Famulatur Gynäkologie in Kairo, Ägypten

Eine Famulatur in Ägypten: Davon hat Nicole Filippitsch schon lange geträumt; nicht zuletzt, weil es ihr Traum ist, später in der Entwicklungshilfe zu arbeiten. Christiane hat sich mit Nicole unterhalten und erfahren, warum dieser die Arbeit in einem Dritte-Welt-Land nun nicht mehr wirklich romantisch erscheint.

Foto: Nicole Filippitsch

Nicole und Franz; Alle Fotos von Nicole Filippitsch

> Nicole, warum hast du dich für Ägypten entschieden?

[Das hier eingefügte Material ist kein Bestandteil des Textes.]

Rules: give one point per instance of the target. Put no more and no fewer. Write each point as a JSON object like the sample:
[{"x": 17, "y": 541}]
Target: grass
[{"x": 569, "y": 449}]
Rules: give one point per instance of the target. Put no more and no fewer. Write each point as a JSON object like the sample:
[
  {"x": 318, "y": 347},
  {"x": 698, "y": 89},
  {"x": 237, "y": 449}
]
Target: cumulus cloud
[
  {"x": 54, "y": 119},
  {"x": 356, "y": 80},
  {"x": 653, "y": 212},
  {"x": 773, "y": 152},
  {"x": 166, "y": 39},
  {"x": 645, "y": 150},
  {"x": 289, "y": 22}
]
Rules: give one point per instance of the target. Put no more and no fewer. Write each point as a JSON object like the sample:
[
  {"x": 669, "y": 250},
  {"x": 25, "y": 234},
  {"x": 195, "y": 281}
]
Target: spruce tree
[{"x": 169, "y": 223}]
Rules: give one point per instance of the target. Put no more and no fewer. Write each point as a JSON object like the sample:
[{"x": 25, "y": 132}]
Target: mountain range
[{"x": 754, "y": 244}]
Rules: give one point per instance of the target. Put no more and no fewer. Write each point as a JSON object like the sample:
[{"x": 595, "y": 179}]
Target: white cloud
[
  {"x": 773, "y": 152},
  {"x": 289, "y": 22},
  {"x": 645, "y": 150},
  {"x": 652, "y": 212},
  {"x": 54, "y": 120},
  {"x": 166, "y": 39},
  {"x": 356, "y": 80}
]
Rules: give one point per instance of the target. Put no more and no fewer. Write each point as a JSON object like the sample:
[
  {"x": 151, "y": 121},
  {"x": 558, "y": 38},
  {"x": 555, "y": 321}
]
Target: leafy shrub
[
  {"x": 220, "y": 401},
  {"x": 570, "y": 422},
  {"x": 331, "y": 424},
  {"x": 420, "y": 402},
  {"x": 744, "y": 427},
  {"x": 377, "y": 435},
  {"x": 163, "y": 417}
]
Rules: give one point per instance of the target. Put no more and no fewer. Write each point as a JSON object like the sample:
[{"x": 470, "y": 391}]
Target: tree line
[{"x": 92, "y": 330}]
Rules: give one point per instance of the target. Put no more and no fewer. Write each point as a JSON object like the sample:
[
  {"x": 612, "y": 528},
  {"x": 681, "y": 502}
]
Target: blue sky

Eigentlich träumte ich schon immer davon in Afrika zu famulieren. Aber warum gerade Ägypten: Für Ägypten bietet die Uni ein spezielles Programm an, das mit einem Stipendium gefördert wird. Da ich mein Studium selbst finanzieren muss, wollte ich auf das Stipendium nicht verzichten.

Natürlich wollte ich außerdem die arabische Kultur kennen lernen, nicht zuletzt, weil europäische Ärzte immer mehr mit arabischen Patienten und Kollegen zusammentreffen. Ich wollte ihre Kultur und ihren Glauben einfach besser verstehen lernen.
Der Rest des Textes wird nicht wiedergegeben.